Similarly, revenues from alcohol to the state's exchequer have registered a

whopping 100% rise over the past four years.

The monopoly is so professionally run that consumers can even send text

messages from their phones to a helpline number to record their grievances.

"If we delay opening any of our shops by even five minutes, clients send us

text messages saying that they are waiting to buy liquor," says KSBC chief N

Shankar Reddy.

That's not all. There are some 600 privately run bars in the state and more

than 5,000 shops selling toddy (palm wine), the local brew. There is also a

thriving black market liquor trade.

Spirited defence

Despite a growing number of people who demand a ban on the sale and consumption

of alcohol, there is an equally spirited group of hard-core drinkers who lobby

for cheaper and more widely distributed liquor.

One of them is well-known actor NL Balakrishnan, a veteran of more than 200

films, who launched a lobby group called Forum for Better Spirit in 1983.

The forum's manifesto asks the government to provide liquor through the

state-subsided public distribution system, boost toddy production, slash prices

for elderly drinkers and supply free alcohol to drinkers over 90.

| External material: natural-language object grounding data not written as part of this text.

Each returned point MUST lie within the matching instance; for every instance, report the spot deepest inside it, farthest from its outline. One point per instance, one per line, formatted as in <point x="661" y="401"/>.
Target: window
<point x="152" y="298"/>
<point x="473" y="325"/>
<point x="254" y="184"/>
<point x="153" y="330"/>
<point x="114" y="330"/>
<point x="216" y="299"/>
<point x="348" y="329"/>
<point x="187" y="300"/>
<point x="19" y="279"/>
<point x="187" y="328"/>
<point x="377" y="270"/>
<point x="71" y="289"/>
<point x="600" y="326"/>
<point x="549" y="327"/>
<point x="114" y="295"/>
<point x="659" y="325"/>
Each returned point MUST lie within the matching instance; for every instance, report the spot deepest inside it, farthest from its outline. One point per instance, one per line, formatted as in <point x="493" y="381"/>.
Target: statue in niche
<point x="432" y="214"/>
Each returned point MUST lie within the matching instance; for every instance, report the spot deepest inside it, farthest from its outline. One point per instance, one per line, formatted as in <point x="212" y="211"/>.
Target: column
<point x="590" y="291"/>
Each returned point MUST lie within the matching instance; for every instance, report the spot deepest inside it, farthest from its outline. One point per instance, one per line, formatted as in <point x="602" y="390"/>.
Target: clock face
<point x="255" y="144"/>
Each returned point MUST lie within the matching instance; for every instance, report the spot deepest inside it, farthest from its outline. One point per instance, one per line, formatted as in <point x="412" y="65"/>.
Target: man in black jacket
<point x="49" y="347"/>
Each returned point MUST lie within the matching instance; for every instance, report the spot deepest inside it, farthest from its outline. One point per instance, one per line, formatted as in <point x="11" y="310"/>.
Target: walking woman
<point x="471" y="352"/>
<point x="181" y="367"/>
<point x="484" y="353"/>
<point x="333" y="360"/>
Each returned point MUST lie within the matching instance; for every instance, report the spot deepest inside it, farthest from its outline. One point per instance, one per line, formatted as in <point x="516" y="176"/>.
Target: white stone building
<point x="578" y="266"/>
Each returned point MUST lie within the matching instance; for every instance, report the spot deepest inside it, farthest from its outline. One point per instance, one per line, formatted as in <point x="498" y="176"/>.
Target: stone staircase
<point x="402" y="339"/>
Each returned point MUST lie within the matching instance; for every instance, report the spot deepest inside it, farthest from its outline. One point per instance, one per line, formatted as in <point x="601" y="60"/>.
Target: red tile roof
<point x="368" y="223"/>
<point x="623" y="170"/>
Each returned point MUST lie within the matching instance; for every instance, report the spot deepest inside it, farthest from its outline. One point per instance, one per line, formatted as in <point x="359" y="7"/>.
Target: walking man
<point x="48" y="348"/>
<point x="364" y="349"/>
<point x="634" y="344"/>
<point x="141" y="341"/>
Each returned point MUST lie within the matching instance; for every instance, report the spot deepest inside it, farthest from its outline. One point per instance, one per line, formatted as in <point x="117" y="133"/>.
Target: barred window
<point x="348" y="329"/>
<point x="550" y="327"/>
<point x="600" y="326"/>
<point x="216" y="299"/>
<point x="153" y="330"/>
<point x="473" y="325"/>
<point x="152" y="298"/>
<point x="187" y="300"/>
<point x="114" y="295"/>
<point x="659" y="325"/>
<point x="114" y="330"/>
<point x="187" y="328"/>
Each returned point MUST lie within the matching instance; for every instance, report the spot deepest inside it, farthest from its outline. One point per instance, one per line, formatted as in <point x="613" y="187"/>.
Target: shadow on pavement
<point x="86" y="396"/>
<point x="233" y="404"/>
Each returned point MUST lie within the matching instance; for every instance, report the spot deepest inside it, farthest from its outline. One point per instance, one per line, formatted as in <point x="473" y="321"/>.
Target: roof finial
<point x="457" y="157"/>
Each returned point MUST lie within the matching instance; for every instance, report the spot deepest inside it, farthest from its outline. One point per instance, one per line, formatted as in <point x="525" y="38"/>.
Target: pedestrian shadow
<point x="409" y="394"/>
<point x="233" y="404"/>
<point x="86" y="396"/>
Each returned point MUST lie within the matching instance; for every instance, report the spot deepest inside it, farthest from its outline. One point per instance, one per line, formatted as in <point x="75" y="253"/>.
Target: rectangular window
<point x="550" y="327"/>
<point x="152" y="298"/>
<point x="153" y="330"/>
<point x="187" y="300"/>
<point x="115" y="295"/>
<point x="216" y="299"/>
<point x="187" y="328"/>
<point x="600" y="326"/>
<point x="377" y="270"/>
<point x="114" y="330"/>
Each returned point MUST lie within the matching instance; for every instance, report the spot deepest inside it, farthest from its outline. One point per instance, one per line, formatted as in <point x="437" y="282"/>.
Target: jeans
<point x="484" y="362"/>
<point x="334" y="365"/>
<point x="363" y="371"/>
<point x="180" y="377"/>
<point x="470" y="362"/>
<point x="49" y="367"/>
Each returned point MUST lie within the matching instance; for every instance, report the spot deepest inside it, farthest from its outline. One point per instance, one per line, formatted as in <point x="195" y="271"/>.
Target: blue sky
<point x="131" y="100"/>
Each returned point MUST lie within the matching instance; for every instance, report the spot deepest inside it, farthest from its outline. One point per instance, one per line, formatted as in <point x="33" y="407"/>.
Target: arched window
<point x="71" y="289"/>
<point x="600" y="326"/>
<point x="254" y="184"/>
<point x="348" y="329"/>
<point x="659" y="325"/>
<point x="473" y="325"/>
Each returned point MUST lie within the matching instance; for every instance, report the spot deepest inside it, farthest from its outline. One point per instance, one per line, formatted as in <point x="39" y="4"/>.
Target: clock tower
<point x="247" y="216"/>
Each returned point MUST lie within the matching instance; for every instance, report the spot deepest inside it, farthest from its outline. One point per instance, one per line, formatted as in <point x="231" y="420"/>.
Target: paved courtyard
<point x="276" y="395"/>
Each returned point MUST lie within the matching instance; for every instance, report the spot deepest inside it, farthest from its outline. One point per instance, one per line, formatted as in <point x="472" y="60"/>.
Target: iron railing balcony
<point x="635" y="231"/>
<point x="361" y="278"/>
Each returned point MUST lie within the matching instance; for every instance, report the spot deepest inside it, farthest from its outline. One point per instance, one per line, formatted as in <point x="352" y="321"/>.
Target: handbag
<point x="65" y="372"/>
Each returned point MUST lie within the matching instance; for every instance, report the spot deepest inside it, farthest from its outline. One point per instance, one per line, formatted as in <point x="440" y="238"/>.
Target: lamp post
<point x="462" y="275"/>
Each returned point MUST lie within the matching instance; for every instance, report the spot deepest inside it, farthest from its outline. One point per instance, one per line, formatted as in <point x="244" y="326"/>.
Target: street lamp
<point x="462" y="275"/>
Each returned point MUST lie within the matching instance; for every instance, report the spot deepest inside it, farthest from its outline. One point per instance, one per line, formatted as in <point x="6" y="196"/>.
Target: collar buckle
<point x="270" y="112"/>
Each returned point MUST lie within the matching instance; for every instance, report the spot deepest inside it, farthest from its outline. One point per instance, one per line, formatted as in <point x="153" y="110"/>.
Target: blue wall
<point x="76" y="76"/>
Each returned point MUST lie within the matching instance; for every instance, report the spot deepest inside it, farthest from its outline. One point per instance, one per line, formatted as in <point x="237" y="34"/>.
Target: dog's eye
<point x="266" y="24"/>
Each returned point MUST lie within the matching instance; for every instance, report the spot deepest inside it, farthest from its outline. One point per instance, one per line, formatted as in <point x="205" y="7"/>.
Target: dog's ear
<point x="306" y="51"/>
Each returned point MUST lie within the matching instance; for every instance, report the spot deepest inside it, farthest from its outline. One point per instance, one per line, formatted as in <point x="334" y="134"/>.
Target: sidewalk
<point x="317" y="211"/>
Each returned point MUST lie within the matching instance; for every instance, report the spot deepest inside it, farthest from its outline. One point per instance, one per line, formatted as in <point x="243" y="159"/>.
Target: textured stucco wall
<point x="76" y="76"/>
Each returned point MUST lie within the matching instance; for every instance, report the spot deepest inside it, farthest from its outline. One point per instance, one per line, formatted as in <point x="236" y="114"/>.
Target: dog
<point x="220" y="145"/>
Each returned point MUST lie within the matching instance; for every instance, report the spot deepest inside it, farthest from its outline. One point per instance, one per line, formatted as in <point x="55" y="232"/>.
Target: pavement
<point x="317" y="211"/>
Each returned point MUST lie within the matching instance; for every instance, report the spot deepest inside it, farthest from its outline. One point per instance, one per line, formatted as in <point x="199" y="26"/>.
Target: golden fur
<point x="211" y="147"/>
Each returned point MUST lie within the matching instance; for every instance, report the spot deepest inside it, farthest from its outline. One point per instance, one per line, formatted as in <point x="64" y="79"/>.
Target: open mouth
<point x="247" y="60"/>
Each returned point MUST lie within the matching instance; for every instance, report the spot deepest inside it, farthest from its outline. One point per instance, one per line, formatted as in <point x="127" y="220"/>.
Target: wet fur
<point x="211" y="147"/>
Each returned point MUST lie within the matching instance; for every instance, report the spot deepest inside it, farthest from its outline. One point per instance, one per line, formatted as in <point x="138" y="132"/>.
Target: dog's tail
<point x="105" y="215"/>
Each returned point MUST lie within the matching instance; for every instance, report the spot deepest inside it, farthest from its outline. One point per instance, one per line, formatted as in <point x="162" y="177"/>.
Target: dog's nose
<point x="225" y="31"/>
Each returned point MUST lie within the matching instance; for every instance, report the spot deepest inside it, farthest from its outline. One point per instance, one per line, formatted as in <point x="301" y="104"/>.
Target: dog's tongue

The jolly and convivial Mr Balakrishnan, 67, says his father "initiated" him

into drinking when he was four.

"We used to go to the cinema together. After the show was over, he would take

me to a toddy shop where he would drink. He would give me a few spoons of toddy

too. It was an amazing experience," he says.

He says when his father died at the ripe age of 98 after a "lifetime of heavy

drinking", he wet his lips with liquor and not holy water, as is the Hindu

custom.

Mr Balakrishnan says that on his average day out with his drinking buddies he

downs 22 shots of his favourite brandy - and "never has any problems".

"If you have willpower and have enough food to go with your drink, booze will

never harm you," he says cheerily.

But drinking is killing a lot of people and exacting a heavy social cost, say

doctors and activists.

Rising numbers of divorces in Kerala are linked to alcohol abuse. Johnson J

Edayaranmula, who runs the Alcohol and Drug Information Centre, a leading NGO,

puts the figure as high as 80%.

And the majority of road deaths in the state - nearly 4,000 during 2008-2009 -

are due to drink driving, he says. Hospitals and rehab centres are packed with

patients suffering from alcohol-related diseases.

'Societal problem'

The situation is so grim that, ironically, the KSBC itself is planning to open

a hospital specialising in treating alcohol-related problems. It also runs a

campaign to combat alcohol abuse.

But why do people in Kerala drink so heavily?

Jacob Varghese says it is a "societal problem" - what he possibly means is that

drinking liquor is almost a social rite of passage, taken very seriously.

But he elaborates other, perhaps more important, reasons - high unemployment,

easy access to alcohol and the fact that drinking has become a "part of

upwardly mobile living".

Most activists believe that "prohibition" is not the solution - it just drives

buyers and sellers underground.

"The solution possibly lies in introducing drinks with mild alcohol content.

And since drinking is also a cultural problem, people need to be made aware of

the havoc that alcohol can wreak on their lives," says Mr Edayaranmula.

Until then alcohol will continue to dominate the lives of many of Kerala's

people - and boost its exchequer's finances.